Smallest volume = liquid

Largest volume = gas

Middle volume = an unstable state you can't really reach

To determine whether a given temperature and pressure gives the liquid or the gas you must compare the Gibbs free energy, $G$, between the liquid and gas roots as determined from solving the cubic equation.

The change in Gibbs free energy from liquid to gas is given by

$\Delta G = \int_{liquid}^{gas}{V dP}$

where $P$ and $V$ are pressure and volume along a path of constant temperature. Note that the need for constant temperature; you can't just hold pressure constant and change the volume because that is not constant temperature.

The proper way to do it is to render

$dP=(dP/dV) dV$

where the derivative $dP/dV$ is obtained as a function of temperature and volume by differentiating the equation of state at constant temperature.

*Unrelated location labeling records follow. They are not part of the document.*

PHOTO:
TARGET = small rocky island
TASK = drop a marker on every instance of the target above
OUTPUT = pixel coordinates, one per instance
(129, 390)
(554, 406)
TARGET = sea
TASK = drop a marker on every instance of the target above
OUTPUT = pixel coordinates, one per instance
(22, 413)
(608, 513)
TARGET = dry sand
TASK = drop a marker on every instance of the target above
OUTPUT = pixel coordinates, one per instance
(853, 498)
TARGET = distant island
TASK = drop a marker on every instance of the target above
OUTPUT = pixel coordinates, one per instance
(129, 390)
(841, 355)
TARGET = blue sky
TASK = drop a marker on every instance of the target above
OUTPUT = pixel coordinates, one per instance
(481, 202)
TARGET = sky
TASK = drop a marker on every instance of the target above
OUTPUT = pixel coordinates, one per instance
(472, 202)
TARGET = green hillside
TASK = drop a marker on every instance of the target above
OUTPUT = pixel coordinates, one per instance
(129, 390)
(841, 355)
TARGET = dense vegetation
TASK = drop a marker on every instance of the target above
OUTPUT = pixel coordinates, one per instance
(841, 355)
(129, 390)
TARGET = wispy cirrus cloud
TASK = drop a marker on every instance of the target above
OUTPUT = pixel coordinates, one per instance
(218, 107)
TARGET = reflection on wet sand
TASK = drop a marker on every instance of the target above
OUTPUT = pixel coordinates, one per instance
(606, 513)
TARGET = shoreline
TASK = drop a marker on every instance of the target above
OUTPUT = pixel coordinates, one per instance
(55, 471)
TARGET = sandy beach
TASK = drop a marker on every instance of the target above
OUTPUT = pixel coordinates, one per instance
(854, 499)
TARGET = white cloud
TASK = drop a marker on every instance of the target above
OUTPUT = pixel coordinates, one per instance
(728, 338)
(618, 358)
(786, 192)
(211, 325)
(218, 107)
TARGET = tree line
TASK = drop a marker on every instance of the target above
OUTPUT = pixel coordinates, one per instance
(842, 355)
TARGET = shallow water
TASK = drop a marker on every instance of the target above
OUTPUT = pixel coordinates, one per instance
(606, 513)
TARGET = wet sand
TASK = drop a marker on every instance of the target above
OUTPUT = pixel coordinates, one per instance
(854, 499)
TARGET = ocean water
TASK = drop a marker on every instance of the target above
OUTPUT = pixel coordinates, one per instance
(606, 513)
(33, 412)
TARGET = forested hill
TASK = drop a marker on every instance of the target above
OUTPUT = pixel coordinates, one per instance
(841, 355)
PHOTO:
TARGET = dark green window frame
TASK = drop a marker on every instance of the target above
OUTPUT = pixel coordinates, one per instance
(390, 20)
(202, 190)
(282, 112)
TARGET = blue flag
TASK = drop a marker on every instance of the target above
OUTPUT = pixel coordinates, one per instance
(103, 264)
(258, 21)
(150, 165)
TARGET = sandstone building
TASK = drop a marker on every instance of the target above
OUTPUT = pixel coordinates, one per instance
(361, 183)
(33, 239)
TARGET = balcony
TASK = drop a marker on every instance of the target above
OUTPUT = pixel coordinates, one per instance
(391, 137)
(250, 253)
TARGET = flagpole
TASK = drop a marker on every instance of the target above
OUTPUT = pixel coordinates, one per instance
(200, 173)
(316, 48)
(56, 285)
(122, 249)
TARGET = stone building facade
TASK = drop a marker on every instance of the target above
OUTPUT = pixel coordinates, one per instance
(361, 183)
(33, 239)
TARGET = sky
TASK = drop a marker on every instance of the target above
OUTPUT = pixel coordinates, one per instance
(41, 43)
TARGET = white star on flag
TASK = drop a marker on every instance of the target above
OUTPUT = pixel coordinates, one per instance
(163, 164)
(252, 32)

Then you have

$\Delta G = \int_{liquid}^{gas}{V(dP/dV) dV}$

with $dP/dV$ known as a function of volume at constant temperature. You carry out the integral, which requires knowing how to integrate rational functions, and check whether $\Delta G$ is positive, negative, or zero:

$\Delta G>0$ means liquid has lower free energy, so liquid is more stable. You plot the point for the liquid phase root.

$\Delta G<0$ means gas has lower free energy, so gas is more stable. You plot the point for the gas phase root.

$\Delta G=0$ means both phases have the same free energy, you hit the equilibrium between liquid and gas. You plot both points and connect them with a line segment corresponding to both phases in equilibrium. Jackpot!